JohnNilsson commented 3 years ago

Has there been any more communication about teams abandoning Service Fabric? An community Q/A session I've missed?

Would be very interested to hear the details of how SF failed teams enough to motivate such an investment, and what the response from sf team is. And of course, any details that could shed some light on the future.

tedvanderveen commented 3 years ago

Just dropping this here: https://twitter.com/3tornados/status/1243393599309414400 During the giant upsurge in usage of Team in March (Covid outbreak), it was actually SF that saved the day. I keep reading quite a lot of rumors regarding future of SF, but until there is an official statement regarding abandoning SF from MS, I shall just regards those rumors as FUD.

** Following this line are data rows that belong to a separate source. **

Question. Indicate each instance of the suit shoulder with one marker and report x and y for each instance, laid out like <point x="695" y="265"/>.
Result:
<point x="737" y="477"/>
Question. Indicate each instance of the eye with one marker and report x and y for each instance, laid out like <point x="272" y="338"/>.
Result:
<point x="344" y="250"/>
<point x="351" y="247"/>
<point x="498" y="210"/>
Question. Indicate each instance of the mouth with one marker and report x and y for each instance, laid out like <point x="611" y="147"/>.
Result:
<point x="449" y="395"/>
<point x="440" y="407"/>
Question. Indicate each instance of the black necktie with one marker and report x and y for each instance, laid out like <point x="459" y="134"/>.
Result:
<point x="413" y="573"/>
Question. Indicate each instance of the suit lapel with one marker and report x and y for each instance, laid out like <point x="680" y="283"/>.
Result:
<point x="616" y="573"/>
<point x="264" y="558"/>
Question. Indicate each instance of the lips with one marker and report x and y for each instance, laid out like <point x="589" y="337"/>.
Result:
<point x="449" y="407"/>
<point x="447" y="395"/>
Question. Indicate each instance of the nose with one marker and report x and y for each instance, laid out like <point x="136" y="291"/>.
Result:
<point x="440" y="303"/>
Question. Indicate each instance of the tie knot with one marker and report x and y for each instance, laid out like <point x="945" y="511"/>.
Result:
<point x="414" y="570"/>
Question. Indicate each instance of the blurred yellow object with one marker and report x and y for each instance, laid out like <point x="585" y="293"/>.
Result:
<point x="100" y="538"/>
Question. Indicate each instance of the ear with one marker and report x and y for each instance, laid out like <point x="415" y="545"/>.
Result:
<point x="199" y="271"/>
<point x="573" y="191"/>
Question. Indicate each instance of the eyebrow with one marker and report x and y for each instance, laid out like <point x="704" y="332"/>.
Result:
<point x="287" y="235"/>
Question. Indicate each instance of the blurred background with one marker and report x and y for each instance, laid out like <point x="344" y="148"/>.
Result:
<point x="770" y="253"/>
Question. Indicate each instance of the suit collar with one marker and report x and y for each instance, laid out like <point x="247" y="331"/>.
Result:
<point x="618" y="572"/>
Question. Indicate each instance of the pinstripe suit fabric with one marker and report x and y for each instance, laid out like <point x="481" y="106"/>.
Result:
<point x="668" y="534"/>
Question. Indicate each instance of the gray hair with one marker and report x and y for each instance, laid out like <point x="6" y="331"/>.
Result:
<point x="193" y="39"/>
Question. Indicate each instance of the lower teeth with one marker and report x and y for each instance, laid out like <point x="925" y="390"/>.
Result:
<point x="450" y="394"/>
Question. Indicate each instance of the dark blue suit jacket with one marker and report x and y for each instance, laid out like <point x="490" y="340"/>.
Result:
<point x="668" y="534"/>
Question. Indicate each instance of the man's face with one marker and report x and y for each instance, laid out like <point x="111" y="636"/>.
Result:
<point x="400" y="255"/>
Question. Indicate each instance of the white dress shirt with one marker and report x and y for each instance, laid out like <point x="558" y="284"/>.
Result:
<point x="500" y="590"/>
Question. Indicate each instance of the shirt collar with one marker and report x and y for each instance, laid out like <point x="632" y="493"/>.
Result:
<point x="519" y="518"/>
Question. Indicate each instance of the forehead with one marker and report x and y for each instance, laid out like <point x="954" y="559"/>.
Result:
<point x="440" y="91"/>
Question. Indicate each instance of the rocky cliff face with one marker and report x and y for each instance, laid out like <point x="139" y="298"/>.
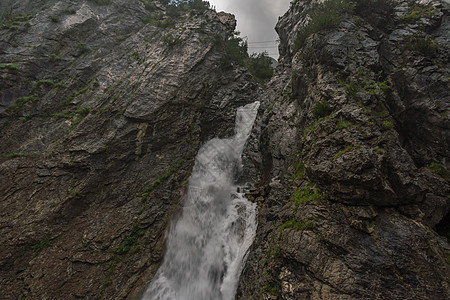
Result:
<point x="104" y="105"/>
<point x="103" y="108"/>
<point x="354" y="200"/>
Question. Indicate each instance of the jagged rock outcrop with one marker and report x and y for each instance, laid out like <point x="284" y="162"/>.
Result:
<point x="104" y="105"/>
<point x="354" y="145"/>
<point x="103" y="108"/>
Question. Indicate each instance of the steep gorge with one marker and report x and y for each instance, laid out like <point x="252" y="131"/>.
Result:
<point x="105" y="104"/>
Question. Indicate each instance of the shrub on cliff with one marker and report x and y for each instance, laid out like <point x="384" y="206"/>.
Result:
<point x="176" y="7"/>
<point x="323" y="16"/>
<point x="260" y="66"/>
<point x="234" y="51"/>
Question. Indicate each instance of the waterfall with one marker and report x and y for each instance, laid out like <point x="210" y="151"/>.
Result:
<point x="207" y="246"/>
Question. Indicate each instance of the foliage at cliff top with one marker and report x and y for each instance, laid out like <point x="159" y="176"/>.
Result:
<point x="323" y="16"/>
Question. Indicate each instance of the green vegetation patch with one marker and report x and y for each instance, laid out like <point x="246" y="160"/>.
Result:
<point x="101" y="2"/>
<point x="299" y="171"/>
<point x="324" y="16"/>
<point x="296" y="225"/>
<point x="305" y="195"/>
<point x="260" y="66"/>
<point x="342" y="152"/>
<point x="419" y="11"/>
<point x="20" y="102"/>
<point x="49" y="83"/>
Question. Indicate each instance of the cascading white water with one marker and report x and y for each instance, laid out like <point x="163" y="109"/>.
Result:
<point x="207" y="246"/>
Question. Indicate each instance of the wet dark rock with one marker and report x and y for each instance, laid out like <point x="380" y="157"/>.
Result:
<point x="372" y="229"/>
<point x="103" y="112"/>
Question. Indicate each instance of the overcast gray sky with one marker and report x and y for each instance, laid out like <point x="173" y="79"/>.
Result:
<point x="256" y="20"/>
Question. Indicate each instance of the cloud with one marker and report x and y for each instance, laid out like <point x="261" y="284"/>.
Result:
<point x="256" y="20"/>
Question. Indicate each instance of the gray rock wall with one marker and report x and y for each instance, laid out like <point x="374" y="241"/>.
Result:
<point x="354" y="146"/>
<point x="103" y="108"/>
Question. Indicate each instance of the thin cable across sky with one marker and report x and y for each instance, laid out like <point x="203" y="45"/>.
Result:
<point x="256" y="20"/>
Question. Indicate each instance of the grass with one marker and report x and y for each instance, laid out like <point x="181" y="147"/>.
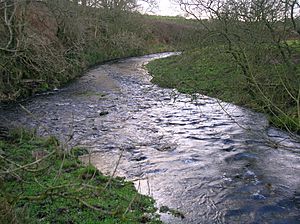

captainjono commented 2 years ago

Just dropping this here: https://twitter.com/3tornados/status/1243393599309414400 During the giant upsurge in usage of Team in March (Covid outbreak), it was actually SF that saved the day. I keep reading quite a lot of rumors regarding future of SF, but until there is an official statement regarding abandoning SF from MS, I shall just regards those rumors as FUD.

We use SF extensively (largest SF customer in region at one stage), but strategically we can now reimplement services using serverless/aks and get as good performance without the complexities and overheads of SF (including specialised resources to maintain systems). Our problems are not if SF is capable or not, its the limitations around its scaling and state replication that make our solutions costly to operate.

On every support call with MS on SF, the SF team shrugs there shoulders "orly? we don't pay, so wouldn't know" and that's that. We are not seeing the focus on the customer, because in this case, we are just a small drop in the pool - Azure gets what it needs and there is little leftover for others.

To me, this is the real story at play when people talk about SF being pulled back from the public and kept internally. Its costing modal wasn't designed to be a competitive SaaS product, its deployment flexibility is limited by its Architecture (its designed to meet the needs of Azure, remmeber! they don't micromanage costs, they just spin up clusters and goto town!...) So while your solution may continue to be supported, you will pay for the privilege of using "the tech that powers Azure (tm)".